864. Shortest Path to Get All Keys #
题目 #
We are given a 2-dimensional grid
. "."
is an empty cell, "#"
is a wall, "@"
is the starting point, ("a"
, "b"
, …) are keys, and ("A"
, "B"
, …) are locks.
We start at the starting point, and one move consists of walking one space in one of the 4 cardinal directions. We cannot walk outside the grid, or walk into a wall. If we walk over a key, we pick it up. We can’t walk over a lock unless we have the corresponding key.
For some 1 <= K <= 6, there is exactly one lowercase and one uppercase letter of the first K
letters of the English alphabet in the grid. This means that there is exactly one key for each lock, and one lock for each key; and also that the letters used to represent the keys and locks were chosen in the same order as the English alphabet.

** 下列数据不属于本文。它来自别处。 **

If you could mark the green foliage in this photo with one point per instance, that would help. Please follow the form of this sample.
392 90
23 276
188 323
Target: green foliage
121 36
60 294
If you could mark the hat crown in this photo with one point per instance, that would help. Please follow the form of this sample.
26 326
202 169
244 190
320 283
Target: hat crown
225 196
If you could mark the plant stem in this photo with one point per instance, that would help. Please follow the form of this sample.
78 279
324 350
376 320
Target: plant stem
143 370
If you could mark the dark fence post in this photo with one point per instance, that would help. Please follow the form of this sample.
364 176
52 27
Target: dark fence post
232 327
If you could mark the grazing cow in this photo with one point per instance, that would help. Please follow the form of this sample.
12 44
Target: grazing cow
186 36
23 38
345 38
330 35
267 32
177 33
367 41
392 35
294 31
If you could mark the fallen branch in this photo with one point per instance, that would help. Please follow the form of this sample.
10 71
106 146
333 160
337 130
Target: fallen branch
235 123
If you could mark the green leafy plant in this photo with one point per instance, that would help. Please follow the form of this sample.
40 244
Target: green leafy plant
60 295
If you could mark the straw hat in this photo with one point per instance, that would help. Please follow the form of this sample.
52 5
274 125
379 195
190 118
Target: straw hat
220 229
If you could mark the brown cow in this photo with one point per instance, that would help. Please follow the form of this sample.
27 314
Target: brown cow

Return the lowest number of moves to acquire all keys. If it’s impossible, return -1
.
Example 1:
Input: ["@.a.#","###.#","b.A.B"]
Output: 8
Example 2:
Input: ["@..aA","..B#.","....b"]
Output: 6
Note:
1 <= grid.length <= 30
1 <= grid[0].length <= 30
grid[i][j]
contains only'.'
,'#'
,'@'
,'a'-'f'
and'A'-'F'
- The number of keys is in
[1, 6]
. Each key has a different letter and opens exactly one lock.
题目大意 #
给定一个二维网格 grid。 “.” 代表一个空房间, “#” 代表一堵墙, “@” 是起点,(“a”, “b”, …)代表钥匙,(“A”, “B”, …)代表锁。
我们从起点开始出发,一次移动是指向四个基本方向之一行走一个单位空间。我们不能在网格外面行走,也无法穿过一堵墙。如果途经一个钥匙,我们就把它捡起来。除非我们手里有对应的钥匙,否则无法通过锁。

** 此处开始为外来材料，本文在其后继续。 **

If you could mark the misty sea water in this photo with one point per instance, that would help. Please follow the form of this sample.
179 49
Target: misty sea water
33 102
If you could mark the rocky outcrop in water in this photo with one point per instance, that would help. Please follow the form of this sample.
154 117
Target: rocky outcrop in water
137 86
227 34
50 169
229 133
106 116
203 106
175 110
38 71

假设 K 为钥匙/锁的个数,且满足 1 <= K <= 6,字母表中的前 K 个字母在网格中都有自己对应的一个小写和一个大写字母。换言之,每个锁有唯一对应的钥匙,每个钥匙也有唯一对应的锁。另外,代表钥匙和锁的字母互为大小写并按字母顺序排列。
返回获取所有钥匙所需要的移动的最少次数。如果无法获取所有钥匙,返回 -1 。
提示:
- 1 <= grid.length <= 30
- 1 <= grid[0].length <= 30
- grid[i][j] 只含有 ‘.’, ‘#’, ‘@’, ‘a’-‘f’ 以及 ‘A’-‘F’
- 钥匙的数目范围是 [1, 6],每个钥匙都对应一个不同的字母,正好打开一个对应的锁。
解题思路 #
- 给出一个地图,在图中有钥匙和锁,当锁在没有钥匙的时候不能通行,问从起点 @ 开始,到最终获得所有钥匙,最短需要走多少步。

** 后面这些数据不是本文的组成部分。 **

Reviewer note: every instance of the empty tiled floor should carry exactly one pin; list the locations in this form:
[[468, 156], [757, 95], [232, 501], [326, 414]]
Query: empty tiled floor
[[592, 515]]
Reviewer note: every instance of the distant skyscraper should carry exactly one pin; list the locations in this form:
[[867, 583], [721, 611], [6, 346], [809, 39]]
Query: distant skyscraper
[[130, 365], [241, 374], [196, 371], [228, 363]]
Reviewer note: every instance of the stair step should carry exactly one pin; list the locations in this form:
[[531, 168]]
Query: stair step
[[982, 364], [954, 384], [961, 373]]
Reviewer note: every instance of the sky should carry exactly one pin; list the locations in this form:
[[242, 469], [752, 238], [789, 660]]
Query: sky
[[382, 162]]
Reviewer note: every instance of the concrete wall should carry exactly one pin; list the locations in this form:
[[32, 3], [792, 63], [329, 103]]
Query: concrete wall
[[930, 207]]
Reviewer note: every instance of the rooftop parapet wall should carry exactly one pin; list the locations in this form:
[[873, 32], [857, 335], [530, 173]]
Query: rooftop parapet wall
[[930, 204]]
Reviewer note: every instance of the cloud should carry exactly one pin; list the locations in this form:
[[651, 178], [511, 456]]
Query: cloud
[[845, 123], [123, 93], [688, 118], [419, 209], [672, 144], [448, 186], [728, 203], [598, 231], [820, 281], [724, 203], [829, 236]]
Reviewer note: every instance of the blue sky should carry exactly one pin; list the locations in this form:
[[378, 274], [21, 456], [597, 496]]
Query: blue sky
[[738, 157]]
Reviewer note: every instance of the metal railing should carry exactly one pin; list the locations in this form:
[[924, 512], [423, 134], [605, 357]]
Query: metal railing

- 这一题可以用 BFS 来解答。由于钥匙的种类比较多,所以 visited 数组需要 3 个维度,一个是 x 坐标,一个是 y 坐标,最后一个是当前获取钥匙的状态。每把钥匙都有获取了和没有获取两种状态,题目中说最多有 6 把钥匙,那么排列组合最多是 2^6 = 64 种状态。用一个十进制数的二进制位来压缩这些状态,二进制位分别来表示这些钥匙是否已经获取了。既然钥匙的状态可以压缩,其实 x 和 y 的坐标也可以一并压缩到这个数中。BFS 中存的数字是坐标 + 钥匙状态的状态。在 BFS 遍历的过程中,用 visited 数组来过滤遍历过的情况,来保证走的路是最短的。其他的情况无非是判断锁的状态,是否能通过,判断钥匙获取状态。
- 这一题不知道是否能用 DFS 来解答。我实现了一版,但是在 18 / 35 这组 case 上超时了,具体 case 见测试文件第一个 case。
代码 #
package leetcode
import (
"math"
"strings"
)
// 解法一 BFS,利用状态压缩来过滤筛选状态
func shortestPathAllKeys(grid []string) int {
if len(grid) == 0 {
return 0
}
board, visited, startx, starty, res, fullKeys := make([][]byte, len(grid)), make([][][]bool, len(grid)), 0, 0, 0, 0
for i := 0; i < len(grid); i++ {
board[i] = make([]byte, len(grid[0]))
}
for i, g := range grid {
board[i] = []byte(g)
for _, v := range g {
if v == 'a' || v == 'b' || v == 'c' || v == 'd' || v == 'e' || v == 'f' {
fullKeys |= (1 << uint(v-'a'))
}
}
if strings.Contains(g, "@") {
startx, starty = i, strings.Index(g, "@")
}
}
for i := 0; i < len(visited); i++ {
visited[i] = make([][]bool, len(board[0]))
}
for i := 0; i < len(board); i++ {
for j := 0; j < len(board[0]); j++ {
visited[i][j] = make([]bool, 64)
}
}
queue := []int{}
queue = append(queue, (starty<<16)|(startx<<8))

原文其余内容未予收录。